As we mentioned earlier, this ability to camouflage does not come for free. In fact, a recent study published in 2024 found that crypsis is very metabolically expensive, meaning it requires significant amounts of energy. This is unsurprising, given that the process is controlled by both muscles and the nervous system. It serves as another powerful metaphor for the autistic experience, highlighting the often unseen costs of trying to fit into one’s surroundings.

We might expect octopuses to evolve ways of reducing their need to rely on crypsis, given it’s high energy demands…and indeed they have. Many species adopt behaviours such as using dens for shelter or being more active at night when they are less visible to predators. There are clear parallels here with some of the strategies autistic people use to navigate overwhelming social situations, such as seeking out quieter environments or limiting exposure to highly stimulating settings.

Interestingly, when the need for camouflage is reduced, the trait itself can also diminish. In deep-sea environments, where visual predation is much lower, some octopus species show a reduction in chromatophores. This reflects a broader pattern in evolution: when a trait is no longer essential, the pressure to maintain it decreases.
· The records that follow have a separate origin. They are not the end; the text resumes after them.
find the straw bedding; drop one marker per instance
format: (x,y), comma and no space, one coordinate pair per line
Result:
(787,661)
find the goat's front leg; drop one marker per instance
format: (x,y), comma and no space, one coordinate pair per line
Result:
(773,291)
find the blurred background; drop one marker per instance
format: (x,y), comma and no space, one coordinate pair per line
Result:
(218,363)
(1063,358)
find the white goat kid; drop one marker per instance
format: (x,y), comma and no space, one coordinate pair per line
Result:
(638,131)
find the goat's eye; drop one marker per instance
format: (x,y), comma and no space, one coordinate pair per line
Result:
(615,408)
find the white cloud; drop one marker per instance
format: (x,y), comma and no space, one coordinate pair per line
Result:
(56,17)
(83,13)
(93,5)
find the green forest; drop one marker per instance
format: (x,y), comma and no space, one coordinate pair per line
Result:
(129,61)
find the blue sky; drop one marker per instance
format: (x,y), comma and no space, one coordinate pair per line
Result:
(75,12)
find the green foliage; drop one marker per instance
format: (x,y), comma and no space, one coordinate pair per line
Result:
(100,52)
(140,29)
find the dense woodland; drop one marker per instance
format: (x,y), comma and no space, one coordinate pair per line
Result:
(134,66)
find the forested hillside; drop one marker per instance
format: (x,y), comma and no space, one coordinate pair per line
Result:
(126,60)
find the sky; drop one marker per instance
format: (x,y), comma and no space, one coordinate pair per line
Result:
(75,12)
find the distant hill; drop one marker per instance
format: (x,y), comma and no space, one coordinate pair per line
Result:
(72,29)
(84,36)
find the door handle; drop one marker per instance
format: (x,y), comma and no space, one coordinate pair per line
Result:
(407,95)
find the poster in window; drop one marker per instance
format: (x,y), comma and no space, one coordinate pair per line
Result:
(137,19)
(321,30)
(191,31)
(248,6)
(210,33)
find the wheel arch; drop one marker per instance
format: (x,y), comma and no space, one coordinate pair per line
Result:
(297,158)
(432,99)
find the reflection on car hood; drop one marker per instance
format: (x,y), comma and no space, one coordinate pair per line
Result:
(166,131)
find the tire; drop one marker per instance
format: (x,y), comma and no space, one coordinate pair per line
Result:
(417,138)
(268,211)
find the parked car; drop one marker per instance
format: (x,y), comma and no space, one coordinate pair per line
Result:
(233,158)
So, what can we take from all of this? The octopus is more than just a fascinating animal; it offers a powerful way of rethinking how we understand intelligence and behaviour. From its decentralised nervous system to its remarkable adaptability, the octopus shows us that there is no “right” way to think, behave, or exist.

It’s perhaps no surprise, then, that so many autistic people have found meaning in this creature. Not because the octopus is a perfect comparison, but because it symbolises that difference is not something to be fixed, but something to be respected and celebrated.